RENTAK.ID – Kementerian Pendidikan, Kebudayaan, Riset, dan Teknologi (Kemendikbudristek), Direktorat Jenderal Pendidikan Tinggi, Riset, dan Teknologi (Ditjen Diktiristek) mendorong perguruan tinggi negeri untuk bersikap bijaksana dan mempertimbangkan asas keadilan dalam penetapan Uang Kuliah Tunggal (UKT).
Hal ini disampaikan oleh Pelaksana tugas (Plt.) Sekretaris Ditjen Diktiristek, Tjitjik Srie Tjahjandarie dalam sebuah konferensi pers di Gedung D, Kantor Kemendikbudristek di Jakarta, Rabu 15 Mei 2024.
“Penyelenggaraan pendidikan tinggi haruslah inklusif dan dapat diakses oleh berbagai lapisan masyarakat yang memiliki kemampuan akademis tinggi,” kata Tjitjik.
Oleh sebab itu, dalam penetapan Uang Kuliah Tunggal (UKT), pemerintah mewajibkan agar terdapat penetapan UKT 1 dan UKT 2 dengan proporsi minimum 20% dari jumlah yang ada.
“Dalam hal ini, UKT 1 memiliki besaran sebesar lima ratus ribu rupiah, sementara UKT 2 memiliki besaran sebesar satu juta rupiah,” ucapnya.
Penetapan proporsi UKT 1 dan UKT 2 tersebut bertujuan untuk memastikan bahwa masyarakat yang kurang mampu tetapi memiliki kemampuan akademik tinggi dapat memperoleh akses pendidikan tinggi (tertiary education) yang berkualitas.
Tjitjik menegaskan, bahwa perguruan tinggi memiliki kewenangan otonom untuk menyeragamkan UKT kelompok 3 dan seterusnya, namun ia mengingatkan agar penetapan besaran UKT tersebut tetap memperhatikan batasan maksimal besaran Biaya Kuliah Tunggal (BKT) yang telah ditentukan.
“Undang-Undang Nomor 12 Tahun 2012 tentang Pendidikan Tinggi mengamanatkan pemerintah untuk menetapkan Standar Satuan Biaya Operasional Pendidikan Tinggi (SSBOPT) sebagai acuan biaya penyelenggaraan pendidikan tinggi,” ucapnya.

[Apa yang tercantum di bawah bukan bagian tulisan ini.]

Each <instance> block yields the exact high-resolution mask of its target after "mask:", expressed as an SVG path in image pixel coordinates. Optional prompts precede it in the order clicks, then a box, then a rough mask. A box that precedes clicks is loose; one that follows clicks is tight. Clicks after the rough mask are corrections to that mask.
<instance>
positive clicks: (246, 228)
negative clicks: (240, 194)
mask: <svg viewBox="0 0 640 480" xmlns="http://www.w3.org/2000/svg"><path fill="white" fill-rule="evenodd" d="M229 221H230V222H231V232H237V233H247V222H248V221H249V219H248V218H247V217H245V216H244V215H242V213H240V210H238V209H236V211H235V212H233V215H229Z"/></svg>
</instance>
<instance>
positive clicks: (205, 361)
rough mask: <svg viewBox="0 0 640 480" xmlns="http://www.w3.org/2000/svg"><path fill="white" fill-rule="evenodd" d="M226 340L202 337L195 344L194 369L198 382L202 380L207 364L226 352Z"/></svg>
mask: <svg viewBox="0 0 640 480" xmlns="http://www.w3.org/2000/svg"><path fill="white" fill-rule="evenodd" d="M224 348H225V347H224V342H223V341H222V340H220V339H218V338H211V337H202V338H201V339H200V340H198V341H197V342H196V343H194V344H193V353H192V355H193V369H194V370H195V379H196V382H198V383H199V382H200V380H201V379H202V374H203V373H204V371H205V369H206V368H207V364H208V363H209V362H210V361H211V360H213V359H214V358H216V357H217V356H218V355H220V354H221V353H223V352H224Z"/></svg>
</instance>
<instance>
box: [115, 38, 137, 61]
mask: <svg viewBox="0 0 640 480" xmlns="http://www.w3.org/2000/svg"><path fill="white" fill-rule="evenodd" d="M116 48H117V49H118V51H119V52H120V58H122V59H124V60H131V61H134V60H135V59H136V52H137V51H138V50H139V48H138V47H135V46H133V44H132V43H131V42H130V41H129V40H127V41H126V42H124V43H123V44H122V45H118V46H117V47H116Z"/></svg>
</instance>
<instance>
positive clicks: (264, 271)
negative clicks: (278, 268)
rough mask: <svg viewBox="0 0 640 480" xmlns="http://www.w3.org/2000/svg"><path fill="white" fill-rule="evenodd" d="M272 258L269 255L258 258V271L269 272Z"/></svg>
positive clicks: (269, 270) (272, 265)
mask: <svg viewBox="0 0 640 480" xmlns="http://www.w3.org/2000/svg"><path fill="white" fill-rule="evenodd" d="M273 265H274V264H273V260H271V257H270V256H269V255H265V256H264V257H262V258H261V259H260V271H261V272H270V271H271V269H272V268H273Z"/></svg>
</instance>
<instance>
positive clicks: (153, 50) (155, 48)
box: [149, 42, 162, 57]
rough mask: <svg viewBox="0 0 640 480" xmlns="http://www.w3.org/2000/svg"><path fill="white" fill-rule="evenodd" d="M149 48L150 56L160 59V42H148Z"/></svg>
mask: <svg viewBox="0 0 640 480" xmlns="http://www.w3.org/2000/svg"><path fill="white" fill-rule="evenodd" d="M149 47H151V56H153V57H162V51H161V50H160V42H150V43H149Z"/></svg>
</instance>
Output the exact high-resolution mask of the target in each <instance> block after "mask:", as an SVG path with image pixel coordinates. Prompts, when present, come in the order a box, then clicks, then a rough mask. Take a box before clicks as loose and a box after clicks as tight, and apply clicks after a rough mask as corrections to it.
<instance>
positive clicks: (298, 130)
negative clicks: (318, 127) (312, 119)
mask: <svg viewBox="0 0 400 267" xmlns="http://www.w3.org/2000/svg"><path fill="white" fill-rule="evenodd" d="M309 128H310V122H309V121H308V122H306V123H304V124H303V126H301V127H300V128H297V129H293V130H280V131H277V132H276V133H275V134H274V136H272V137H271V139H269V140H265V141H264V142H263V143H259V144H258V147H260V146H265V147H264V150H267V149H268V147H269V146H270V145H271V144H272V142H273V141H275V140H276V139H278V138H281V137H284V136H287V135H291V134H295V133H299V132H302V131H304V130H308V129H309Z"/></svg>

SSBOPT di-review secara berkala dengan mempertimbangkan capaian Standar Nasional Pendidikan Tinggi, jenis program studi, dan indeks kemahalan wilayah.
“SSBOPT menjadi dasar pengalokasian Bantuan Operasional Perguruan Tinggi Negeri (BOPTN) serta penetapan BKT. Pendetapan UKT untuk setiap program studi diploma dan sarjana berdasarkan besaran BKT tersebut,” bebernya.
Tjitjik menjelaskan, intervensi pemerintah melalui BOPTN hanya mampu menutup 30% biaya penyelenggaraan pendidikan tinggi.
Oleh karena itu, perlu adanya peran serta masyarakat dalam berpartisipasi dalam mekanisme pendanaan UKT dan Iuran Pengembangan Institusi (IPI).
Selain itu, Tjitjik juga mendorong perguruan tinggi untuk mengoptimalkan pengelolaan aset mereka agar dapat menambah pendapatan dari Penerimaan Negara Bukan Pajak (PNBP) yang tampak pada UKT dan IPI.
Tjitjik menegaskan bahwa saat ini Ditjen Diktiristek terus berkoordinasi dengan pimpinan Perguruan Tinggi Negeri (PTN) dan memantau agar penyesuaian UKT tidak melebihi standar pembiayaan yang telah ditentukan.
“Hal ini perlu memperhatikan kepatuhan terhadap aturan yang berlaku. Selain itu, ia juga mendorong PTN untuk terus memberikan sosialisasi terkait UKT kepada para pemangku kepentingan masing-masing,” katanya.